MONTESILVANO. «A Montesilvano esistono cittadini di serie A e cittadini di serie B». È l’accusa rivolta al Comune dai residenti delle case popolari di via Rimini: «Ci sentiamo abbandonati». In...

MONTESILVANO. «A Montesilvano esistono cittadini di serie A e cittadini di serie B». È l’accusa rivolta al Comune dai residenti delle case popolari di via Rimini: «Ci sentiamo abbandonati». In particolare i montesilvanesi che abitano nelle palazzine dell’Ater lamentano disagi legati alla mancata manutenzione di parchi e giardini sui quali affacciano gli alloggi, la presenza di topi e zanzare e la pericolosità di strade e marciapiedi per bambini, anziani e disabili. «Basta dare un’occhiata in giro per notare che il parco giochi è inaccessibile a causa delle erbacce che hanno superato il metro di altezza», spiegano i residenti, «e che quello che avrebbe dovuto essere un campetto da calcio è una giungla». Anche la piazzetta dove era stata costruita una struttura a semicerchio, ideata come luogo di incontro, è abbandonata tra sporcizia e calcinacci.

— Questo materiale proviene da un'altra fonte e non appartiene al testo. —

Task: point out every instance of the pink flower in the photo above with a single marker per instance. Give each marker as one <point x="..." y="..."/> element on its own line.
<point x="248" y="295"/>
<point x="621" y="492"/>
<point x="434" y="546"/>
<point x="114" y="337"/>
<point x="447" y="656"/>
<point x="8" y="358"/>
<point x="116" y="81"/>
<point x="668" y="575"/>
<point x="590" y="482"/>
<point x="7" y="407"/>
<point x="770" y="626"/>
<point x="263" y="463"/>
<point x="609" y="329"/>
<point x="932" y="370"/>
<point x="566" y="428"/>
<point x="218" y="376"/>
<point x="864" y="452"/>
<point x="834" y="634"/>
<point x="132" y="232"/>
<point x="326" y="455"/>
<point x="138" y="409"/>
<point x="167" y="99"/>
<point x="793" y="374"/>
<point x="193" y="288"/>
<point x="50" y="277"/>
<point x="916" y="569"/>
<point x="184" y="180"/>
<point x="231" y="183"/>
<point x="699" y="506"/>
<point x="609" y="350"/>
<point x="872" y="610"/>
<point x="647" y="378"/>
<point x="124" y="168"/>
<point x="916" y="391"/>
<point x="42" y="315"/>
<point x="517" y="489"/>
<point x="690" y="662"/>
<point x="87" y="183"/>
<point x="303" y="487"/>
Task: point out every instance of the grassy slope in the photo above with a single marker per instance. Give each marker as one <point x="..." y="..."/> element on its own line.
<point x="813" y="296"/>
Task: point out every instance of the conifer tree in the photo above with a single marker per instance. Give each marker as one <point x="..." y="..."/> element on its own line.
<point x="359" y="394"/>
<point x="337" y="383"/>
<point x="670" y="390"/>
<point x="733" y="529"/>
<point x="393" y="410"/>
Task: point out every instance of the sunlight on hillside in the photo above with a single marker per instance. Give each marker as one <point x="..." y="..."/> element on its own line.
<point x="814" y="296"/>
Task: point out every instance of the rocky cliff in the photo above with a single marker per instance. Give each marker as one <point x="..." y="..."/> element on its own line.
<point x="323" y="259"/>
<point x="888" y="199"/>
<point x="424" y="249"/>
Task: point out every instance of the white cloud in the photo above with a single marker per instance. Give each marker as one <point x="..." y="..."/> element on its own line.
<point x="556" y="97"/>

Vita dura, poi, per i disabili e gli anziani dal momento che tutti i vialetti di accesso alle aree verdi sono resi insidiosi dalla presenza di radici di alberi che hanno sollevato la pavimentazione. «Per non parlare di topi e zanzare che ci rendono la vita impossibile», proseguono gli abitanti di via Rimini, «e del degrado prodotto da vandali e incivili che utilizzano gli ambienti comuni come luoghi disabitati». I residenti mostrano i disegni osceni sulle pareti: «Ci vergogniamo di portare fuori i bambini perché sui muri c’è disegnato tutto il kamasutra», evidenziano. «Purtroppo, anche questa amministrazione, così come le precedenti, approfitta del luogo comune secondo cui qui ci abitano solo delinquenti per non intervenire, lasciandoci nel degrado. Ed è triste constatare»,concludono, «che si ricordano di noi solo in 3 occasioni: quando esce qualche articolo sul giornale; durante la campagna elettorale; quando hanno bisogno di fare cassa e vengono a sequestrare le macchine parcheggiate sotto casa, perché non abbiamo soldi per pagare l’assicurazione». (a.l.)